The infectious mononucleosis is the disease which is characterized by specific changes in peripheral blood and damage of lymphatic system. Emergence of peculiar cells in peripheral blood allows to include this pathology in the section of leukemoid tests. The disease is for the first time described by the outstanding domestic pediatrician N. F. Filatov in 1885 and a bit later, in 1889 E. Pfeiffer. An infectious mononucleosis — a disease of the virus nature. The probable etiological agent the gerpesopodobny virus of Epstein — Burra is considered, however its specificity is completely not proved. Contageousness of a disease low, assume an airborne way of infection. As a rule, isolated cases are registered though small epidemic flashes are possible. People of various age get sick with an infectious mononucleosis, however the peak of incidence is the share of age of 2 — 9 years. Children of chest age are ill seldom. At boys the disease is registered twice more often than at girls.

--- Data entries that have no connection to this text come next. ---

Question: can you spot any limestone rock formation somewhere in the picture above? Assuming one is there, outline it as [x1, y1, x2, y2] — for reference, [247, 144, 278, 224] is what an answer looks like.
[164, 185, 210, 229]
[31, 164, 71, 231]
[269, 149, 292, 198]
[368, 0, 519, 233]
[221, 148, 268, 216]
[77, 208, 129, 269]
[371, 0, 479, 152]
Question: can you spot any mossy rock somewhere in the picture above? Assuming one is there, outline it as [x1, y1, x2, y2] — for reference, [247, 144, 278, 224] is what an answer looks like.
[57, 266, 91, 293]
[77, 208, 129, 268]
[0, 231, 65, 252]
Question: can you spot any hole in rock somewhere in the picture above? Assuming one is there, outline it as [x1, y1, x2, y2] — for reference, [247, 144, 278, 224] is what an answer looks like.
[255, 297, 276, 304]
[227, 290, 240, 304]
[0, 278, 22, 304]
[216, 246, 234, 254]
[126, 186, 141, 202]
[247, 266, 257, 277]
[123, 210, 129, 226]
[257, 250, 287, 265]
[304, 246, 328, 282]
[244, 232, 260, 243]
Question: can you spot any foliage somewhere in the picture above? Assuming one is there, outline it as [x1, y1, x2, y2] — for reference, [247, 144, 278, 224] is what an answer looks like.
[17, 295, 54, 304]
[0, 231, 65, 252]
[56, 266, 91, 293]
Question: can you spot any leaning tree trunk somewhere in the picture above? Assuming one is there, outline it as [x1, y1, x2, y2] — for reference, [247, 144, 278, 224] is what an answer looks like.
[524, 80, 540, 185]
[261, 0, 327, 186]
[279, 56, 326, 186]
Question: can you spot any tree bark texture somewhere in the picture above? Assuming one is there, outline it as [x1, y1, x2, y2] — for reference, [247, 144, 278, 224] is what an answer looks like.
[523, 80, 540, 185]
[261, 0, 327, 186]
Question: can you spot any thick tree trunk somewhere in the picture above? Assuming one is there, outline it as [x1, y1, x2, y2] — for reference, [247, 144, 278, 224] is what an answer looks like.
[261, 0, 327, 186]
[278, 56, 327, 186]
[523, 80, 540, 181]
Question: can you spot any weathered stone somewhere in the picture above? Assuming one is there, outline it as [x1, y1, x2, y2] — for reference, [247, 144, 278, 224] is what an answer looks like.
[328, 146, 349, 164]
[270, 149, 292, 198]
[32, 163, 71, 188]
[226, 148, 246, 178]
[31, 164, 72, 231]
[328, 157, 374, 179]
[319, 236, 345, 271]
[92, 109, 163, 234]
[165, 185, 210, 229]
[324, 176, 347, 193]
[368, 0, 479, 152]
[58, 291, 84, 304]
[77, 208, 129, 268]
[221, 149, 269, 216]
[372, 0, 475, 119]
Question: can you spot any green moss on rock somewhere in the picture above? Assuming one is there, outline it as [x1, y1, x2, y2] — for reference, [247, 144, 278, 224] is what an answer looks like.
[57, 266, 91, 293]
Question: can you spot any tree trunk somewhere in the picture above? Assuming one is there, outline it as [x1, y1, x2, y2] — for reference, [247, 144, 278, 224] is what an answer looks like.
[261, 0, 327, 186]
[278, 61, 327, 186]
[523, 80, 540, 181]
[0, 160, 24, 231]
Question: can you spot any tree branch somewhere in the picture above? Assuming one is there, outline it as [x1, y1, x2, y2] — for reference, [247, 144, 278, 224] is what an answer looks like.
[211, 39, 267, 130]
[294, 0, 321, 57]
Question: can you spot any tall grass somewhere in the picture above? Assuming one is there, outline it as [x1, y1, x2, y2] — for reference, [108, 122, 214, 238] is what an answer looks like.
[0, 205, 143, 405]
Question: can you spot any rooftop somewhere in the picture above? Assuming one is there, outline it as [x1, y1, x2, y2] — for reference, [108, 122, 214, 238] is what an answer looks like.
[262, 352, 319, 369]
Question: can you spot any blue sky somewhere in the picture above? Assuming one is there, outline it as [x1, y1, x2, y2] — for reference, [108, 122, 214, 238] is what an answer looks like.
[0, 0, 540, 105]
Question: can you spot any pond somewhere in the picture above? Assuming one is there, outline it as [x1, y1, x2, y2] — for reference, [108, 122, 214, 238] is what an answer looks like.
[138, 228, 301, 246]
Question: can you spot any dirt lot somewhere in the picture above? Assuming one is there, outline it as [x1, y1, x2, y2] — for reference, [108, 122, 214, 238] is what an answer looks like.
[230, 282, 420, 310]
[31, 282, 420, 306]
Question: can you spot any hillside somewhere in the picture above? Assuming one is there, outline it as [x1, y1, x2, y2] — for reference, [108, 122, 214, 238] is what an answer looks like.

The clinical picture of an infectious mononucleosis is various. The most constant symptoms: hyperadenosis, quinsy, increase in a liver and spleen. The disease can proceed benign — with the insignificant catarral phenomena and recovery within 5 — 7 days. Severe forms — with the expressed clinical picture, with fever for several weeks can be observed. The incubation interval makes from 4 to 28 days, on average 1 — 2 week. The disease can gradually begin, with the prodromal phenomena: loss of appetite, headache, dizziness, mialgiya, arthralgia. The acute sudden beginning — high temperature which quite often is the first symptom of a disease is more often noted. At a number of patients temperature has subfebrile character. The temperature curve at an infectious mononucleosis has no certain pattern. Usually it the wrong type — lowering in the morning. Duration of temperature reaction depends on severity of a disease. At easy forms it disappears in 5 — 7 days, at severe forms subfebrile condition can remain for 2 — 4 weeks.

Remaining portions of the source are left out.